While at San Marcos Baptist Academy, he was in the Junior ROTC where he was named “best allaround student” by the National Honor Society chapter at that school and voted most likely to succeed by his classmates.
Peña created a disc golf course at the school for his Eagle Scout project. He graduated in 2000 and entered the U.S. Military Academy as a member of the class of 2004. Following graduation, he attended Infantry Officers Basic Course, Basic Airborne School and Ranger School at Fort Benning, Ga. Upon completion of his training, Peña reported to Fort Richardson, Alaska, with the 3rd Battalion, 509th Infantry Regiment (Airborne).

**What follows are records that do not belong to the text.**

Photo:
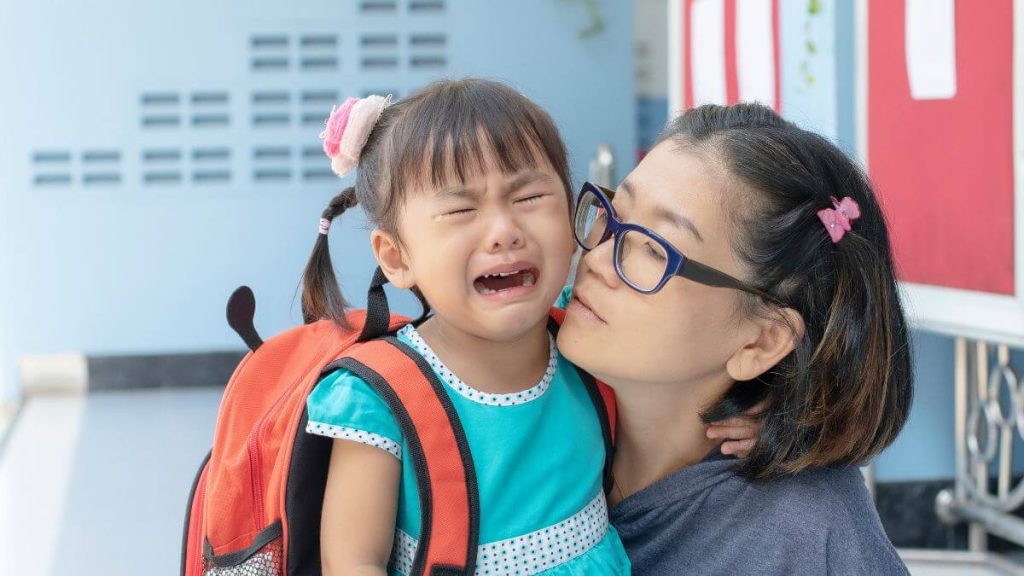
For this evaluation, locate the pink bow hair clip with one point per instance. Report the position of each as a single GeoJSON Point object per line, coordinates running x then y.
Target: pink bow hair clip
{"type": "Point", "coordinates": [837, 220]}
{"type": "Point", "coordinates": [347, 129]}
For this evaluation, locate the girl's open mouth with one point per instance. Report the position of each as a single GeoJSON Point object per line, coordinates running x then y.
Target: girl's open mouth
{"type": "Point", "coordinates": [506, 283]}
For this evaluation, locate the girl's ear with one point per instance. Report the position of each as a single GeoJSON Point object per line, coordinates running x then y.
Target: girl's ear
{"type": "Point", "coordinates": [774, 339]}
{"type": "Point", "coordinates": [392, 259]}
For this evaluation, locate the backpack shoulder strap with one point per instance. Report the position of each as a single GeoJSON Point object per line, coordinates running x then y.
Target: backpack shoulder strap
{"type": "Point", "coordinates": [603, 399]}
{"type": "Point", "coordinates": [444, 474]}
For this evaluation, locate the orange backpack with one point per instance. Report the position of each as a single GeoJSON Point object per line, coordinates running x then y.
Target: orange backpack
{"type": "Point", "coordinates": [255, 505]}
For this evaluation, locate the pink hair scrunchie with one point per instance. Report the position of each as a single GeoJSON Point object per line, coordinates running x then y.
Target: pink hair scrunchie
{"type": "Point", "coordinates": [347, 130]}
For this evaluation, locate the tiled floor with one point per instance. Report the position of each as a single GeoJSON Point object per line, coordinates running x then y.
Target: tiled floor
{"type": "Point", "coordinates": [96, 485]}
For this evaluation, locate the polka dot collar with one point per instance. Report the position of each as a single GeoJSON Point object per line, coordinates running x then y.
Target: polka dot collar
{"type": "Point", "coordinates": [513, 399]}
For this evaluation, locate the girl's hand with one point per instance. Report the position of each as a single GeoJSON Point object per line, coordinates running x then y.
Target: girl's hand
{"type": "Point", "coordinates": [739, 433]}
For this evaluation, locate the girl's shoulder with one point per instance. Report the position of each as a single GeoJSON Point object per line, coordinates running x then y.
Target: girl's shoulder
{"type": "Point", "coordinates": [345, 407]}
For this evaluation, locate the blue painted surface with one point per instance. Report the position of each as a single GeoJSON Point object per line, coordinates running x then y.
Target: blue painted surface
{"type": "Point", "coordinates": [137, 266]}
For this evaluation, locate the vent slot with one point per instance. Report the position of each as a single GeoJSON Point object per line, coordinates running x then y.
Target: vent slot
{"type": "Point", "coordinates": [55, 179]}
{"type": "Point", "coordinates": [101, 178]}
{"type": "Point", "coordinates": [162, 177]}
{"type": "Point", "coordinates": [162, 121]}
{"type": "Point", "coordinates": [207, 98]}
{"type": "Point", "coordinates": [271, 120]}
{"type": "Point", "coordinates": [155, 156]}
{"type": "Point", "coordinates": [276, 153]}
{"type": "Point", "coordinates": [274, 174]}
{"type": "Point", "coordinates": [211, 154]}
{"type": "Point", "coordinates": [378, 6]}
{"type": "Point", "coordinates": [426, 6]}
{"type": "Point", "coordinates": [211, 176]}
{"type": "Point", "coordinates": [51, 157]}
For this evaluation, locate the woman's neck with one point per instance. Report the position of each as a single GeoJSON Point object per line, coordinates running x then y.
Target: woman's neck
{"type": "Point", "coordinates": [494, 367]}
{"type": "Point", "coordinates": [658, 432]}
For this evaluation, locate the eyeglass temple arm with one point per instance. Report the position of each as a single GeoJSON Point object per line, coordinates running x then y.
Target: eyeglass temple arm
{"type": "Point", "coordinates": [706, 275]}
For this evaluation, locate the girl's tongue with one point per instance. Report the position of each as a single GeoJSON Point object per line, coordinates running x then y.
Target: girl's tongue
{"type": "Point", "coordinates": [498, 282]}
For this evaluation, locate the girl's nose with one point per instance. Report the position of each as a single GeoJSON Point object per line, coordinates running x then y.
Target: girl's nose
{"type": "Point", "coordinates": [504, 233]}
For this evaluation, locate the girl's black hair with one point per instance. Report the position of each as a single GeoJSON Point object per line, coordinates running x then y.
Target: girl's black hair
{"type": "Point", "coordinates": [844, 394]}
{"type": "Point", "coordinates": [440, 134]}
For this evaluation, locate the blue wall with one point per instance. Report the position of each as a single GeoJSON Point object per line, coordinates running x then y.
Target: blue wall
{"type": "Point", "coordinates": [158, 155]}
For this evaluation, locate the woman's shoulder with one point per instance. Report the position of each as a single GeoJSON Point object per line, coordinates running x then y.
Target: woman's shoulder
{"type": "Point", "coordinates": [816, 497]}
{"type": "Point", "coordinates": [834, 504]}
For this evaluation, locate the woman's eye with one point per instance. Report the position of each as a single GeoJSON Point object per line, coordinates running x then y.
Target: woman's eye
{"type": "Point", "coordinates": [654, 251]}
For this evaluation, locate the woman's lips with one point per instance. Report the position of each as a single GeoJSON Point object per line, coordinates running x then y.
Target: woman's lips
{"type": "Point", "coordinates": [579, 307]}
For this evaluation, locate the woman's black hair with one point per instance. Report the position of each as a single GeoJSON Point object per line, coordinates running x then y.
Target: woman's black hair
{"type": "Point", "coordinates": [844, 393]}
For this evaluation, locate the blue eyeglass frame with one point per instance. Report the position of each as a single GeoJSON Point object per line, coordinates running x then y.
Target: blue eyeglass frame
{"type": "Point", "coordinates": [677, 264]}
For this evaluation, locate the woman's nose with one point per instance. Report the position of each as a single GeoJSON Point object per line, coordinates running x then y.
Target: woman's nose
{"type": "Point", "coordinates": [600, 262]}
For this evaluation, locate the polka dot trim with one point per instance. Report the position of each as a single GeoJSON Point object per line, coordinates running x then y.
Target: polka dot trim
{"type": "Point", "coordinates": [472, 394]}
{"type": "Point", "coordinates": [529, 553]}
{"type": "Point", "coordinates": [363, 437]}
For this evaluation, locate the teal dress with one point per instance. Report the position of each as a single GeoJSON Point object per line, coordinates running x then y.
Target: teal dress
{"type": "Point", "coordinates": [539, 457]}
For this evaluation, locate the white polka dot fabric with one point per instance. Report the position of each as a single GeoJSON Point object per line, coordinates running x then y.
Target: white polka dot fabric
{"type": "Point", "coordinates": [529, 553]}
{"type": "Point", "coordinates": [363, 437]}
{"type": "Point", "coordinates": [472, 394]}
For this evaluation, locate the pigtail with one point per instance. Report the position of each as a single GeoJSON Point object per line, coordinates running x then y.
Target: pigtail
{"type": "Point", "coordinates": [322, 297]}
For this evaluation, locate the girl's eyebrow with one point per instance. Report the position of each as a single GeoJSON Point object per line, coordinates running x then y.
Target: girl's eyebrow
{"type": "Point", "coordinates": [671, 216]}
{"type": "Point", "coordinates": [516, 181]}
{"type": "Point", "coordinates": [524, 178]}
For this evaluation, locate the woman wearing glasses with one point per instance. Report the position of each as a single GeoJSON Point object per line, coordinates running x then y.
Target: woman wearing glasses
{"type": "Point", "coordinates": [744, 260]}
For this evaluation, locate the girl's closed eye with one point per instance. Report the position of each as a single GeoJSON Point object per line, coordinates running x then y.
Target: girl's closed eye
{"type": "Point", "coordinates": [457, 213]}
{"type": "Point", "coordinates": [531, 198]}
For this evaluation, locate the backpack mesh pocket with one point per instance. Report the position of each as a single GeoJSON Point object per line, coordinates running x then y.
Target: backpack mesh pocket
{"type": "Point", "coordinates": [264, 558]}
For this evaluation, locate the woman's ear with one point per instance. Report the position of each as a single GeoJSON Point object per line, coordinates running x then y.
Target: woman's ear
{"type": "Point", "coordinates": [392, 259]}
{"type": "Point", "coordinates": [774, 339]}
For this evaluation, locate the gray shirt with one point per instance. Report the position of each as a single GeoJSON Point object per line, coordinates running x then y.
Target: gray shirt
{"type": "Point", "coordinates": [707, 520]}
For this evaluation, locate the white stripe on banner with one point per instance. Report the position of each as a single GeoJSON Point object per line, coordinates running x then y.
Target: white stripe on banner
{"type": "Point", "coordinates": [756, 51]}
{"type": "Point", "coordinates": [931, 48]}
{"type": "Point", "coordinates": [708, 51]}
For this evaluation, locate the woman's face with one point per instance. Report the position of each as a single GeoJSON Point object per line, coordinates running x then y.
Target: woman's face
{"type": "Point", "coordinates": [686, 331]}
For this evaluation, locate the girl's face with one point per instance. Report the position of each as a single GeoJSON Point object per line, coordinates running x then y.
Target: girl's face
{"type": "Point", "coordinates": [686, 331]}
{"type": "Point", "coordinates": [491, 253]}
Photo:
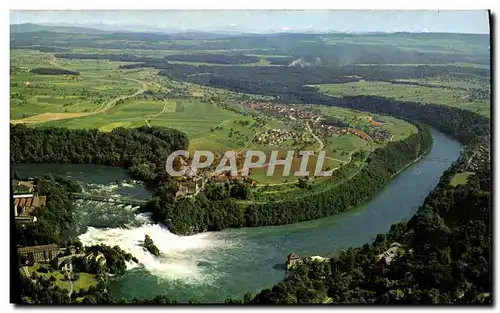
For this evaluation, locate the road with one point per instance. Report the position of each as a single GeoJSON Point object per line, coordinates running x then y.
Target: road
{"type": "Point", "coordinates": [321, 144]}
{"type": "Point", "coordinates": [111, 104]}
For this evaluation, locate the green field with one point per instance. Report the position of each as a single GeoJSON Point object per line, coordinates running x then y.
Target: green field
{"type": "Point", "coordinates": [106, 97]}
{"type": "Point", "coordinates": [443, 96]}
{"type": "Point", "coordinates": [84, 281]}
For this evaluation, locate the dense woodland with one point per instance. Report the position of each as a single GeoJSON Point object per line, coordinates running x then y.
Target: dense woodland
{"type": "Point", "coordinates": [445, 258]}
{"type": "Point", "coordinates": [216, 208]}
{"type": "Point", "coordinates": [143, 151]}
{"type": "Point", "coordinates": [214, 58]}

He died along with Tech Sgt. Adam Ginett, 29, of North Carolina. The pair were on a foot patrol with Afghan soldiers in the Arghandab district, just north of Kandahār, when they were killed by a roadside bomb. Five other soldiers were wounded. Peña served a 14-month deployment to Iraq as a platoon leader while with the 509th in 2006 - 2007 and was deployed to Afghanistan last year. He was previously awarded the Bronze Star for heroic or meritorious achievement or service during his previous deployments.
Peña’s awards and decorations include the Bronze Star Medal, the Army Commendation Medal with two Bronze Oak Leaf clusters, the Valorous Unit Award, the National Defense Service Medal, the Afghanistan Campaign Medal, the Iraq Campaign Medal, the Global War on Terrorism Service Medal, the Army Service Ribbon, the Overseas Service Ribbon, the NATO Medal, the Combat Infantryman Badge, the Parachutists Badge and the Ranger Tab. Brig. Gen. Daniel Menard called Peña a recognized leader among his peers.
“He was a quiet professional,” he said. “He always had a smile on his face and was admired by his soldiers.”